Here is your problem:
push @{hash->{@columnNames}} ,@columnValues;
You are trying to use @columnNames as the key in your hash. Perl automatically takes this in a scalar context, thereby giving you a key of 8 , since there are eight values ββin the array.
What you want to do is treat the first row in CSV (which contains the column names) as special, as these will be the keys to your array.
my @column_names = read_csv_row;
This will give you a hash with a key by column name to array references. Now you need to read in each row of the CSV table and click each field in its correct column hash;
while ( my @employee_fields = read_csv_row ) {
What this does is take each field from the CSV string and paste it into the correct array reference in %employee_hash . I understand that @column_names is in the same order as each row. So $column_names[$field_number] is the correct hash key, and this should match $employee_fields[$field_num] .

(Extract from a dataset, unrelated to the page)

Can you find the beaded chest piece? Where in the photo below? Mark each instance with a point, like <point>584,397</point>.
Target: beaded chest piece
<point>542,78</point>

However, the structure you said in your post is probably not what you really want. You want something like this:
%VAR = { 7839 => { ENAME => "KING", JOB => "PRESIDENT", MGR => "", HIREDATE => "11/17/1981", SAL => "5000", COMM => "", DEPTNO => "10", } }
This wil key for each employee by their employee number, and all employee fields associated with it will be part of this value. Then you can talk about the job title Employee number 7839 as $employee{7839}->{JOB} , and the employee name is $employee{7839}->{NAME} . Thus, all information about each employee is in one record:
use warnings; use strict; use Data::Dumper; use feature qw(say); my @column_names = read_csv_row();
By the way, I have not tested this code yet. (I will do it now and make the necessary corrections). You might want to play around with Text::CSV , which would be the best way to read in CSV files, and might even help you create these structures (I haven't used it for a long time, so I don't remember everything that it does). However, I believe that you will find that the structure of your employee is a hash of the hashes with the initial hash entered by the employee number, and subahels entered using fields are much better than the hash of arrays.